The rejected field can be obtained:

$\bar{X}>\frac{{{\sigma }^{2}}[(\lambda +1){{\theta }_{0}}-2\mu ]}{2n{{\upsilon }^{2}}}+\frac{{{\theta }_{0}}}{2}(\lambda +1)=1.1026$

If the condition $\bar{X}\le 1.1026$ is satisfied, the maintainability of the equipment is deemed to be acceptable by the user.Typically, five samples from the field data are compared with the rejection field to derive its average value.

Five samples:0.4, 0.5, 0.8, 0.6, 0.8.

The average of these five numbers:

$\bar{X}=(\ln 0.4+\ln 0.5+\ln 0.8+\ln 0.6+\ln 0.8)/5=-0.5132$

And

$\bar{X}<1.1026$

Therefore, the maintainability of the equipment is tested to meet the user’s requirements.If the method used in the national military standard is adopted, at least 30 field data are required. It can be seen that the sample size is greatly reduced by this method, and the superiority of the method is fully explained.

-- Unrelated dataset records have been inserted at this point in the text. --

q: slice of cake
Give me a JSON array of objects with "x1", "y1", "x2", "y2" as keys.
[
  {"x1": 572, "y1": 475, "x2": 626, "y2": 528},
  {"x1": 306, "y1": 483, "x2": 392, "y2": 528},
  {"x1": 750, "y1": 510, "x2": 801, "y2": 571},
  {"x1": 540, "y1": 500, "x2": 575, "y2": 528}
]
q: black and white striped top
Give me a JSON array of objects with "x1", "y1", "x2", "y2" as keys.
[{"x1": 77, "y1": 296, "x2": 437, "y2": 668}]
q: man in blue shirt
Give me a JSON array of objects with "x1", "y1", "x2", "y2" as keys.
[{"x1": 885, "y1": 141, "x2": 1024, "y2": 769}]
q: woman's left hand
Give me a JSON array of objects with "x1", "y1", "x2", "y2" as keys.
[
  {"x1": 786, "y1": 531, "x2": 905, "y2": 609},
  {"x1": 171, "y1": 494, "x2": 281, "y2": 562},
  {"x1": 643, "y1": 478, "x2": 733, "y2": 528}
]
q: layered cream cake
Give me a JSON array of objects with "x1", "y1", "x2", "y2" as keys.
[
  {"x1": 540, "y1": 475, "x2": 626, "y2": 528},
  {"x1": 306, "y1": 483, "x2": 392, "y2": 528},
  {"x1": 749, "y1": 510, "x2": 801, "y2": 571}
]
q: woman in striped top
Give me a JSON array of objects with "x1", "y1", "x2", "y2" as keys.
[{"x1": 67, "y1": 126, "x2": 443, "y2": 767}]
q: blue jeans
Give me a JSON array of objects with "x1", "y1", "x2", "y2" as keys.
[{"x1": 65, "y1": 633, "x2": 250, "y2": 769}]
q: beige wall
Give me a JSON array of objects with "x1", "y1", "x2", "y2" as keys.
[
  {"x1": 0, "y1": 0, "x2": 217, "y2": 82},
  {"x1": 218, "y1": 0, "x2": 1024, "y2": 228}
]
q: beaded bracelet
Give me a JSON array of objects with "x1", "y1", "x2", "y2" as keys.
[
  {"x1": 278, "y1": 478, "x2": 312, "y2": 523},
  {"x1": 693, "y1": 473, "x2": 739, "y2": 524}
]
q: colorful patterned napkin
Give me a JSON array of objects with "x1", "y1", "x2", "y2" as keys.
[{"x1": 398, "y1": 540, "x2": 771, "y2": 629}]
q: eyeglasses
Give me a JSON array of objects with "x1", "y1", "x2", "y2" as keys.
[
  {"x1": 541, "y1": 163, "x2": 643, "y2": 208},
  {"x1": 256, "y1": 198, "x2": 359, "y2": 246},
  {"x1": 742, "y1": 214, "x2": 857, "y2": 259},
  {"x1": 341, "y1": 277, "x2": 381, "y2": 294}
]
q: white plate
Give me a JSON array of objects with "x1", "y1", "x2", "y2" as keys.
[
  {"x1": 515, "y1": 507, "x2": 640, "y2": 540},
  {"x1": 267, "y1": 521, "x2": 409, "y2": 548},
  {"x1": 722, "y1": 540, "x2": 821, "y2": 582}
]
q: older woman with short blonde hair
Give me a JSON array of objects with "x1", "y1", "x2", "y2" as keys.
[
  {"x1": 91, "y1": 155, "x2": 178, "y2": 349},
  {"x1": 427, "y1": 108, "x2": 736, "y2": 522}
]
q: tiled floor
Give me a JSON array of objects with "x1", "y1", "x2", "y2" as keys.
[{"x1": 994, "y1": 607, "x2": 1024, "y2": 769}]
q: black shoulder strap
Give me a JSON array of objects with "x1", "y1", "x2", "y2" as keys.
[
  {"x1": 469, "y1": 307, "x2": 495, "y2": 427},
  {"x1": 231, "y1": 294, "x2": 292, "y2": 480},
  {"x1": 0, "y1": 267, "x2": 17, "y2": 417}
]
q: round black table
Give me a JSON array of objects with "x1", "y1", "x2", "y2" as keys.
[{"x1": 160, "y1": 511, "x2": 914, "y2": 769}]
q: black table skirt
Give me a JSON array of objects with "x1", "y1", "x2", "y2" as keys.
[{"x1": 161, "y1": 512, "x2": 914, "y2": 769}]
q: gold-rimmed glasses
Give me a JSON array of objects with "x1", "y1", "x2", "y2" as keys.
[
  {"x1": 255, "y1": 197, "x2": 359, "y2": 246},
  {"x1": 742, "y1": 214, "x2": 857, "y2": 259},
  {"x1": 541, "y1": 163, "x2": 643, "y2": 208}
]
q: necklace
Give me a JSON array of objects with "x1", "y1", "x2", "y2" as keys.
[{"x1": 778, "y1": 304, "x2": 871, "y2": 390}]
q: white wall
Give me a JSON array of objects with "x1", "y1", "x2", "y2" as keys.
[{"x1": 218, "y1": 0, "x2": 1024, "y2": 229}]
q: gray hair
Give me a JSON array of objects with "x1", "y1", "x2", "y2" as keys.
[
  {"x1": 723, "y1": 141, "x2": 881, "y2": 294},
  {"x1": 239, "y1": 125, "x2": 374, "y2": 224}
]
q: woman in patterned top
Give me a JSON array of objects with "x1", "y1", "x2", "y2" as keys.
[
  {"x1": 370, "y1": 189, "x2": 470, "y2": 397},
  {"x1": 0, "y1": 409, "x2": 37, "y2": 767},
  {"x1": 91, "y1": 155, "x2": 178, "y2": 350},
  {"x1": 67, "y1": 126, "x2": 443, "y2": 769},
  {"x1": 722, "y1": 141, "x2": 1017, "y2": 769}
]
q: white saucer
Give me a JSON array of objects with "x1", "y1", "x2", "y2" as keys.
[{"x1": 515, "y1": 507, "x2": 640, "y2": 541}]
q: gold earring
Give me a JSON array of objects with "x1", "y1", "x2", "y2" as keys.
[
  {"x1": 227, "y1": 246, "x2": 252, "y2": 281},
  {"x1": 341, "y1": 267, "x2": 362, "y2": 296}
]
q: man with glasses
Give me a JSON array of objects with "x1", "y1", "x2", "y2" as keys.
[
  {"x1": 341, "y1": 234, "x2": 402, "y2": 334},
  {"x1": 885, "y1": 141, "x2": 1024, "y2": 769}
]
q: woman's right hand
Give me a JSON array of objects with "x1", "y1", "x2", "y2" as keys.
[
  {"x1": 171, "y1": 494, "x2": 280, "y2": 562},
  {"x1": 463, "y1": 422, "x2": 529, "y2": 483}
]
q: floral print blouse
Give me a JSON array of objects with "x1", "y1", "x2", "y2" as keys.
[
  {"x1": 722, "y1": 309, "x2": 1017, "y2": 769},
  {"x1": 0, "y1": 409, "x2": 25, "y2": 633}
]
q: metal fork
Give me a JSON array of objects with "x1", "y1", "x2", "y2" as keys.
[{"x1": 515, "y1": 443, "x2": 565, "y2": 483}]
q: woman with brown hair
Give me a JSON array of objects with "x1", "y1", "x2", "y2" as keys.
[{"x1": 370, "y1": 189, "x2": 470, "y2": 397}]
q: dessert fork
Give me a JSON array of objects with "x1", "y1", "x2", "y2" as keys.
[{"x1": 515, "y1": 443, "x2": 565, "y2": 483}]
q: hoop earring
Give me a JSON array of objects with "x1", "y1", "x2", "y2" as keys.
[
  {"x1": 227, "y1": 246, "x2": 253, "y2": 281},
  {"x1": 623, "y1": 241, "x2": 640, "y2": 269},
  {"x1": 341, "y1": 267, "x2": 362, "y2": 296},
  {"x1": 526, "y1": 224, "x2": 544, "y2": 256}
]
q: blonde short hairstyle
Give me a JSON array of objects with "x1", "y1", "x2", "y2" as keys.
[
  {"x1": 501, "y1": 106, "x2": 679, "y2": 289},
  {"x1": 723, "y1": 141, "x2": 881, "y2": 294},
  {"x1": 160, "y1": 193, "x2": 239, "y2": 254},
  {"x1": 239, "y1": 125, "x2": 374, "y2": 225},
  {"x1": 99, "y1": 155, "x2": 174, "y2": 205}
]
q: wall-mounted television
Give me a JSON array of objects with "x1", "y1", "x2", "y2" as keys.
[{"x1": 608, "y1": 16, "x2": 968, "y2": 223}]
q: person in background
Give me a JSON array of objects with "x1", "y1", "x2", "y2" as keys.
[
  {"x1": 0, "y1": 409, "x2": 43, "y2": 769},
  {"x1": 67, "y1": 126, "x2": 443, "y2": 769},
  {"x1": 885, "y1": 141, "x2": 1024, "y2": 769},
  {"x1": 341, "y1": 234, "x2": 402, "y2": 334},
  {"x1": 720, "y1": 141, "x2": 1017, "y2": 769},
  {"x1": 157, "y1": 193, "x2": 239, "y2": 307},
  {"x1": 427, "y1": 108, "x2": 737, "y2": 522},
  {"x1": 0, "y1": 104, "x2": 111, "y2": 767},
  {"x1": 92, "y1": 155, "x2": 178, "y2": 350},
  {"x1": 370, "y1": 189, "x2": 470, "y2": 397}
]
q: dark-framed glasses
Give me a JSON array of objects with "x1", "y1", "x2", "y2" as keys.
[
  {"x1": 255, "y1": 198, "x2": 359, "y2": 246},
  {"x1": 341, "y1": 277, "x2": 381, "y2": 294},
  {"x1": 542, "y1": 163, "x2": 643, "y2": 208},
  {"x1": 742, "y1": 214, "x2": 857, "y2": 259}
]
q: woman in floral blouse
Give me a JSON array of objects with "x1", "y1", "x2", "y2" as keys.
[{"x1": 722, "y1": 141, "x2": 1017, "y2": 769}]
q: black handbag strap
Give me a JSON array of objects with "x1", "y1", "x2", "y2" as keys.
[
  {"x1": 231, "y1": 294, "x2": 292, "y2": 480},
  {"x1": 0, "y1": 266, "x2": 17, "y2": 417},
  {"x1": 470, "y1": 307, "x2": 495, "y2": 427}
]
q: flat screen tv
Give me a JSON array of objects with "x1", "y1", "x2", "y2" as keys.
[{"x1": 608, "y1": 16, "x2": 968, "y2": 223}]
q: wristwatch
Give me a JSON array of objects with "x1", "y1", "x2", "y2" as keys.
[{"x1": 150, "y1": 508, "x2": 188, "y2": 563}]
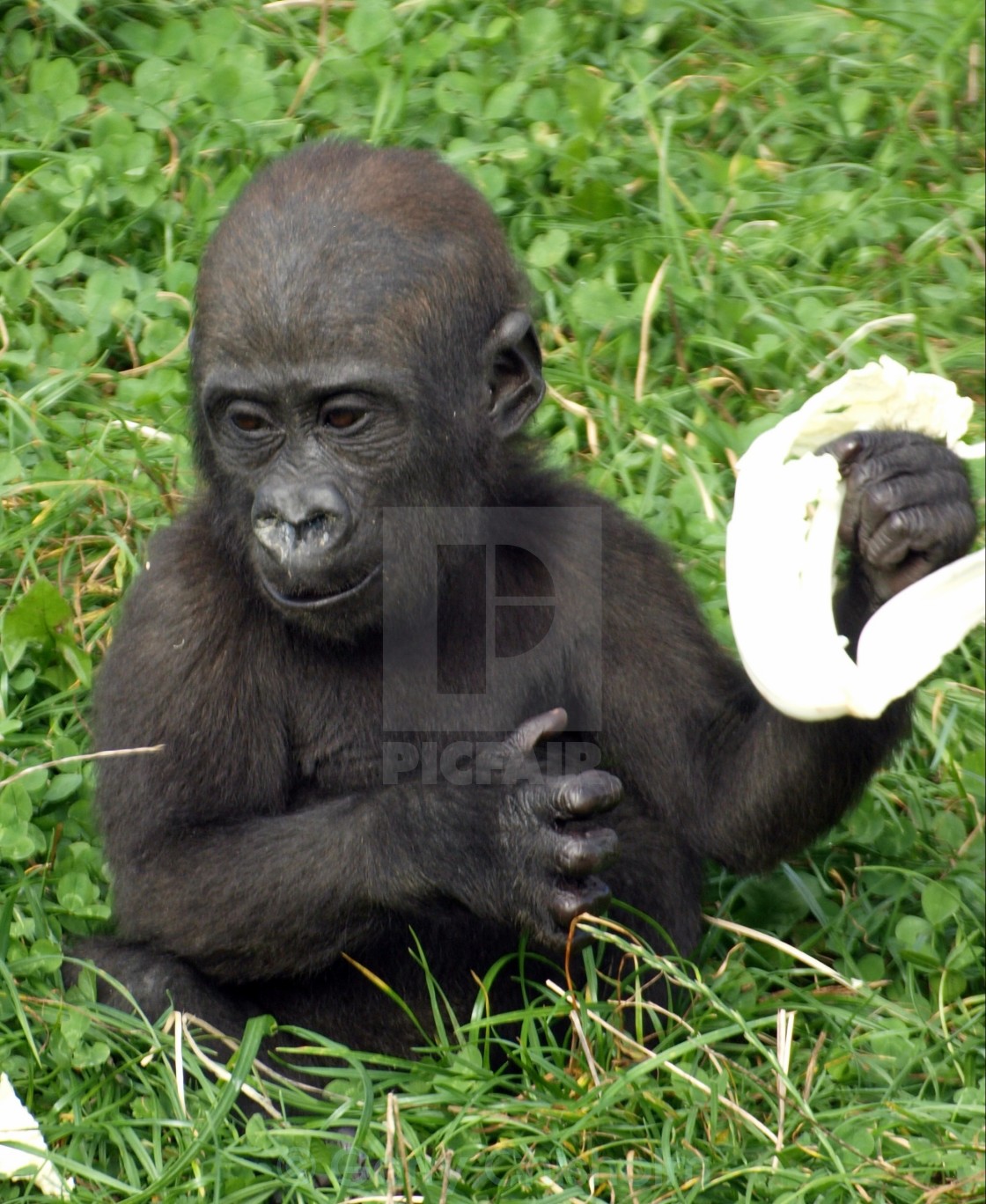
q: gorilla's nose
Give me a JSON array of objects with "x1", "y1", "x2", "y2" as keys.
[{"x1": 250, "y1": 485, "x2": 353, "y2": 570}]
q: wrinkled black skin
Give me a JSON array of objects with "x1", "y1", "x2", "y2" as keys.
[{"x1": 71, "y1": 143, "x2": 975, "y2": 1051}]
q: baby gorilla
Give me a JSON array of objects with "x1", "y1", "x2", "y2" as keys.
[{"x1": 73, "y1": 142, "x2": 975, "y2": 1053}]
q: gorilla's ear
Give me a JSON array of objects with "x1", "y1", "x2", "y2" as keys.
[{"x1": 485, "y1": 310, "x2": 544, "y2": 439}]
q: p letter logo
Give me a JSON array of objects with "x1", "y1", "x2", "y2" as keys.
[{"x1": 383, "y1": 506, "x2": 602, "y2": 732}]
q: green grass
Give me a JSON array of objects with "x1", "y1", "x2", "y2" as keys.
[{"x1": 0, "y1": 0, "x2": 986, "y2": 1204}]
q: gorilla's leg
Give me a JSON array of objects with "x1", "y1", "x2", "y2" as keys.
[{"x1": 62, "y1": 936, "x2": 253, "y2": 1039}]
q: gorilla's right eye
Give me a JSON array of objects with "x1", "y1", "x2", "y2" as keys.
[{"x1": 226, "y1": 406, "x2": 269, "y2": 435}]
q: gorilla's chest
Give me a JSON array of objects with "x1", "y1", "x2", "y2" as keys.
[{"x1": 285, "y1": 650, "x2": 383, "y2": 794}]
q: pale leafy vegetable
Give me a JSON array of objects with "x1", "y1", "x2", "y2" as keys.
[{"x1": 726, "y1": 356, "x2": 986, "y2": 720}]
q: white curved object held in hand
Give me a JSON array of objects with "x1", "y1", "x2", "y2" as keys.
[{"x1": 726, "y1": 356, "x2": 986, "y2": 720}]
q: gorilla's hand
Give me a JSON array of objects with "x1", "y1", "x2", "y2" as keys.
[
  {"x1": 819, "y1": 431, "x2": 976, "y2": 608},
  {"x1": 477, "y1": 708, "x2": 622, "y2": 949}
]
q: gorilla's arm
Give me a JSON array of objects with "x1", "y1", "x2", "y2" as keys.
[
  {"x1": 606, "y1": 431, "x2": 975, "y2": 871},
  {"x1": 96, "y1": 511, "x2": 620, "y2": 981}
]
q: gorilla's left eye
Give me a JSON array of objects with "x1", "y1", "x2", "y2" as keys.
[{"x1": 321, "y1": 406, "x2": 366, "y2": 431}]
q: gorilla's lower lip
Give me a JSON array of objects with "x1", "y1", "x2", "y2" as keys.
[{"x1": 260, "y1": 565, "x2": 383, "y2": 611}]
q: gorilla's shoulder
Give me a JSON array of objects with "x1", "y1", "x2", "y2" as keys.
[{"x1": 124, "y1": 502, "x2": 254, "y2": 638}]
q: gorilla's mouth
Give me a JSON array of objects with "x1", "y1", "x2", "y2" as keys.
[{"x1": 260, "y1": 565, "x2": 383, "y2": 611}]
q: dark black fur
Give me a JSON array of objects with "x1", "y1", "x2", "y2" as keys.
[{"x1": 73, "y1": 144, "x2": 974, "y2": 1050}]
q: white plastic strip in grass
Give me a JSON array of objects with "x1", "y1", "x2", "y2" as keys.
[
  {"x1": 0, "y1": 1074, "x2": 75, "y2": 1200},
  {"x1": 726, "y1": 356, "x2": 986, "y2": 720}
]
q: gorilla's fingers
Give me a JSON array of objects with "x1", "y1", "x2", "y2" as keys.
[
  {"x1": 557, "y1": 828, "x2": 620, "y2": 877},
  {"x1": 859, "y1": 502, "x2": 975, "y2": 579},
  {"x1": 504, "y1": 707, "x2": 568, "y2": 755},
  {"x1": 551, "y1": 877, "x2": 613, "y2": 945},
  {"x1": 554, "y1": 769, "x2": 623, "y2": 819}
]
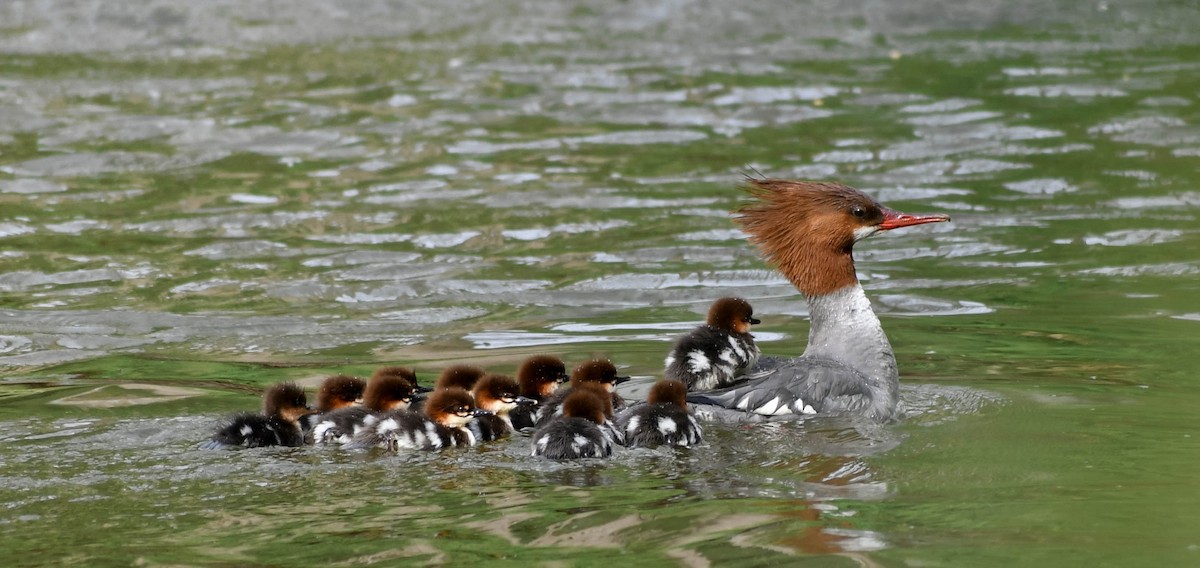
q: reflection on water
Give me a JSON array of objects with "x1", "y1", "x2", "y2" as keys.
[{"x1": 0, "y1": 0, "x2": 1200, "y2": 566}]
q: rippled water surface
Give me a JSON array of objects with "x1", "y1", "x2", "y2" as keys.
[{"x1": 0, "y1": 0, "x2": 1200, "y2": 567}]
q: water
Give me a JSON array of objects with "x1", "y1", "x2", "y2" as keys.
[{"x1": 0, "y1": 0, "x2": 1200, "y2": 566}]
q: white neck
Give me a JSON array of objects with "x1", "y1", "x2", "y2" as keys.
[{"x1": 804, "y1": 282, "x2": 900, "y2": 408}]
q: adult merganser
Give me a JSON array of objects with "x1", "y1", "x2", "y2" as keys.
[
  {"x1": 200, "y1": 383, "x2": 313, "y2": 449},
  {"x1": 509, "y1": 355, "x2": 571, "y2": 430},
  {"x1": 347, "y1": 387, "x2": 490, "y2": 452},
  {"x1": 617, "y1": 378, "x2": 704, "y2": 448},
  {"x1": 311, "y1": 366, "x2": 420, "y2": 444},
  {"x1": 662, "y1": 298, "x2": 760, "y2": 390},
  {"x1": 688, "y1": 179, "x2": 950, "y2": 421},
  {"x1": 538, "y1": 359, "x2": 629, "y2": 428},
  {"x1": 317, "y1": 375, "x2": 367, "y2": 413},
  {"x1": 530, "y1": 388, "x2": 613, "y2": 460},
  {"x1": 470, "y1": 375, "x2": 533, "y2": 442}
]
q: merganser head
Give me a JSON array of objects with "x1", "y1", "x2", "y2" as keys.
[
  {"x1": 646, "y1": 378, "x2": 688, "y2": 408},
  {"x1": 736, "y1": 179, "x2": 950, "y2": 297},
  {"x1": 362, "y1": 366, "x2": 418, "y2": 412},
  {"x1": 517, "y1": 355, "x2": 571, "y2": 400},
  {"x1": 571, "y1": 359, "x2": 629, "y2": 393},
  {"x1": 263, "y1": 383, "x2": 313, "y2": 423},
  {"x1": 433, "y1": 365, "x2": 484, "y2": 393},
  {"x1": 425, "y1": 387, "x2": 490, "y2": 428},
  {"x1": 563, "y1": 388, "x2": 612, "y2": 424},
  {"x1": 317, "y1": 375, "x2": 367, "y2": 412},
  {"x1": 472, "y1": 375, "x2": 533, "y2": 415},
  {"x1": 371, "y1": 366, "x2": 433, "y2": 393},
  {"x1": 706, "y1": 298, "x2": 762, "y2": 334}
]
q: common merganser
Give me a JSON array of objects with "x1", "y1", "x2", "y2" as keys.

This paper analyses in detail the problems of existing assessment methods and proposes a small sample validation method based on Bayesian theory in view of the large sample size, inaccurate processing of test data, and missing data in existing assessment methods. The principle and steps of this method are mainly studied. Finally, specific examples are used to fully verify the method. Compared with the existing methods, the superiority of this method is proven. Under the condition of insufficient maintenance test data, it has important guiding significance for equipment maintainability evaluation.